Bill 12 and Amendments to the ASA

On December 11, 2025, the Government of Alberta enacted Bill 12, which amends several statutes, including the ASA. The amendments, which were put forward by the ASC, do not, on their own, impose new climate-disclosure rules or establish a new safe harbour defence. Instead, they expand the regulation-making authority of the Lieutenant Governor in Council in relation to climate-related disclosure, positioning Alberta to, in the words of the ASC, “ensure that existing safe harbours or defences from statutory civil liability can reasonably apply to new areas of issuer disclosure, such as climate-related disclosure.”

The most significant change is to section 223 of the ASA, which now authorizes the Lieutenant Governor in Council to create regulations that define the “circumstances in which a person or company or a class of persons or companies is not liable, or defences a plaintiff or defendant may have, in any action or proceeding pursuant to the common law, an enactment or otherwise, with respect to any information disclosed or omitted to be disclosed in compliance with or intended compliance with [the ASA] or the regulations, including but not limited to climate-related disclosure.”

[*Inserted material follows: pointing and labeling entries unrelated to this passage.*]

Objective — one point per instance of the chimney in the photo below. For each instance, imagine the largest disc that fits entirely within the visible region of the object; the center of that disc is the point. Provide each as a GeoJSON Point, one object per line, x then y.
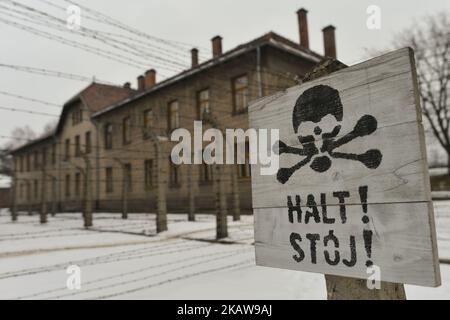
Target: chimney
{"type": "Point", "coordinates": [141, 83]}
{"type": "Point", "coordinates": [194, 57]}
{"type": "Point", "coordinates": [303, 27]}
{"type": "Point", "coordinates": [217, 46]}
{"type": "Point", "coordinates": [150, 78]}
{"type": "Point", "coordinates": [329, 41]}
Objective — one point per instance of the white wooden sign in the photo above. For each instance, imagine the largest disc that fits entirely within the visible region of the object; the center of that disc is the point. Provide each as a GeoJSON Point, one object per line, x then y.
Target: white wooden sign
{"type": "Point", "coordinates": [353, 188]}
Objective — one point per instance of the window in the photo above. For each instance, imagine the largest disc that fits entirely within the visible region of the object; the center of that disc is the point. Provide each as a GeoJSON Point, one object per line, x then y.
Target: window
{"type": "Point", "coordinates": [240, 94]}
{"type": "Point", "coordinates": [126, 132]}
{"type": "Point", "coordinates": [87, 143]}
{"type": "Point", "coordinates": [206, 173]}
{"type": "Point", "coordinates": [67, 185]}
{"type": "Point", "coordinates": [108, 136]}
{"type": "Point", "coordinates": [174, 117]}
{"type": "Point", "coordinates": [244, 170]}
{"type": "Point", "coordinates": [44, 156]}
{"type": "Point", "coordinates": [54, 154]}
{"type": "Point", "coordinates": [36, 189]}
{"type": "Point", "coordinates": [174, 174]}
{"type": "Point", "coordinates": [67, 153]}
{"type": "Point", "coordinates": [128, 176]}
{"type": "Point", "coordinates": [77, 146]}
{"type": "Point", "coordinates": [36, 160]}
{"type": "Point", "coordinates": [109, 180]}
{"type": "Point", "coordinates": [203, 103]}
{"type": "Point", "coordinates": [77, 184]}
{"type": "Point", "coordinates": [148, 169]}
{"type": "Point", "coordinates": [148, 122]}
{"type": "Point", "coordinates": [28, 162]}
{"type": "Point", "coordinates": [28, 189]}
{"type": "Point", "coordinates": [77, 116]}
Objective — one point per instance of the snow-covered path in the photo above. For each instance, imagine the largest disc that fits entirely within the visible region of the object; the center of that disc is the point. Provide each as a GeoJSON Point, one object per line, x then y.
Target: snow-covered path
{"type": "Point", "coordinates": [126, 260]}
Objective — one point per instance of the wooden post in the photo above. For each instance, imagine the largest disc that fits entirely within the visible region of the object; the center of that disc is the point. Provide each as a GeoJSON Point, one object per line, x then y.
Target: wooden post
{"type": "Point", "coordinates": [87, 212]}
{"type": "Point", "coordinates": [43, 211]}
{"type": "Point", "coordinates": [344, 288]}
{"type": "Point", "coordinates": [235, 194]}
{"type": "Point", "coordinates": [191, 212]}
{"type": "Point", "coordinates": [221, 203]}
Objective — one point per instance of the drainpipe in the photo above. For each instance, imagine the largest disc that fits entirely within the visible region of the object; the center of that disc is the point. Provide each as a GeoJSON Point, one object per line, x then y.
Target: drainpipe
{"type": "Point", "coordinates": [97, 164]}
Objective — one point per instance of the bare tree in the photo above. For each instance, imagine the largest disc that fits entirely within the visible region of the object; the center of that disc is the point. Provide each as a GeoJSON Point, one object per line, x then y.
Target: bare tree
{"type": "Point", "coordinates": [430, 40]}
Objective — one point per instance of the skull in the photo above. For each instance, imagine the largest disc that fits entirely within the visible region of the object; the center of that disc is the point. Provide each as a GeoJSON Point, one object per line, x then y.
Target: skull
{"type": "Point", "coordinates": [317, 114]}
{"type": "Point", "coordinates": [316, 120]}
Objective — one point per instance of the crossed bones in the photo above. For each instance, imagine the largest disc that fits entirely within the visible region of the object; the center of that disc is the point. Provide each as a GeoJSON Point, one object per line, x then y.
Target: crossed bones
{"type": "Point", "coordinates": [366, 125]}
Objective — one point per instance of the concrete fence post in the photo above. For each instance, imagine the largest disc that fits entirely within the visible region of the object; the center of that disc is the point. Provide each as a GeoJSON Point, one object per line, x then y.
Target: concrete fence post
{"type": "Point", "coordinates": [87, 211]}
{"type": "Point", "coordinates": [191, 212]}
{"type": "Point", "coordinates": [13, 203]}
{"type": "Point", "coordinates": [43, 210]}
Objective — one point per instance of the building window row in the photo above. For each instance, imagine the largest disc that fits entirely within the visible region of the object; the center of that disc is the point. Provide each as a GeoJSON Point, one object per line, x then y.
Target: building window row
{"type": "Point", "coordinates": [240, 97]}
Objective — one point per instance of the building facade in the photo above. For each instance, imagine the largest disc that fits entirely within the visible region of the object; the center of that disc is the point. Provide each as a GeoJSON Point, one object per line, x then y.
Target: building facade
{"type": "Point", "coordinates": [120, 133]}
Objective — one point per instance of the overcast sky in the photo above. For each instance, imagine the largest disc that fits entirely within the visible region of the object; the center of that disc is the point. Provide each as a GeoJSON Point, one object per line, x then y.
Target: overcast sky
{"type": "Point", "coordinates": [189, 21]}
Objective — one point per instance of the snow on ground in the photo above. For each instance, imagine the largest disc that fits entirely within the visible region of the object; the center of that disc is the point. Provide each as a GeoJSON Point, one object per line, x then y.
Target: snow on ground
{"type": "Point", "coordinates": [125, 259]}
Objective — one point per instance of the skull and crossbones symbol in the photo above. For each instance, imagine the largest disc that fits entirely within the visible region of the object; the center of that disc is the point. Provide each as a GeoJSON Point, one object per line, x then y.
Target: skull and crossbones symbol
{"type": "Point", "coordinates": [313, 106]}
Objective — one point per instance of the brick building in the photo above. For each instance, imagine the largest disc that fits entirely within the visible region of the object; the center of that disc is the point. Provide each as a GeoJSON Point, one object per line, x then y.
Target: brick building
{"type": "Point", "coordinates": [114, 129]}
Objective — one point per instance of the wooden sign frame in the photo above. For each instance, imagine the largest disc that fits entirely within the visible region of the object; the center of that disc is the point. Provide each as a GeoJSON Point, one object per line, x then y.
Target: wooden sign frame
{"type": "Point", "coordinates": [359, 196]}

As such, Alberta has created a statutory mechanism for future regulations that could tailor safe-harbour protections and other defences to address the unique challenges posed by climate-related disclosure.

It is notable that section 223 is limited to “information disclosed or omitted to be disclosed in compliance with or intended compliance with [the ASA] or the regulations.” As discussed above, Canada currently lacks a mandatory climate-related disclosure regime. Although issuers are required to disclose material risks related to their business (and for many issuers this may include climate-related risks), much of the climate-related disclosure provided by issuers, such as net-zero and similar long-term climate commitments, is not in response to a specific legal requirement. Therefore, the practical implications of Bill 12 remain unclear until the associated regulations are published.

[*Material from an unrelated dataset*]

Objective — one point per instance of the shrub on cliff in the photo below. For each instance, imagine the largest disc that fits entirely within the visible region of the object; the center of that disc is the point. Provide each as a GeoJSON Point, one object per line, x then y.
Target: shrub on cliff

Bill 12 also contemplates the creation of regulatory tools to address misinformation that may undermine market integrity, including trading halts and related measures. This combination of an expanded safe harbour regime and enhanced enforcement authority reflects the ASC’s stated objectives of protecting investors and ensuring that Alberta’s capital market is fair and efficient.

What Comes Next

The Government of Alberta has not published draft regulations, a consultation timeline or guidance on how the expanded authority will be exercised. In the absence of regulatory detail, Bill 12 should be viewed primarily as a signalling exercise rather than a change to issuer obligations. Alberta has positioned itself to address climate-related disclosure liability and misinformation risks through forthcoming regulations, but the scope and timing of any future protections remain unclear. Until such regulations are enacted, issuers remain subject to existing statutory and common-law liability standards. As such, issuers should continue to be mindful of the existing safe harbour regime when preparing and disclosing climate-related matters.

We will provide updates as the Government of Alberta or the ASC releases additional information or initiates a regulatory consultation process.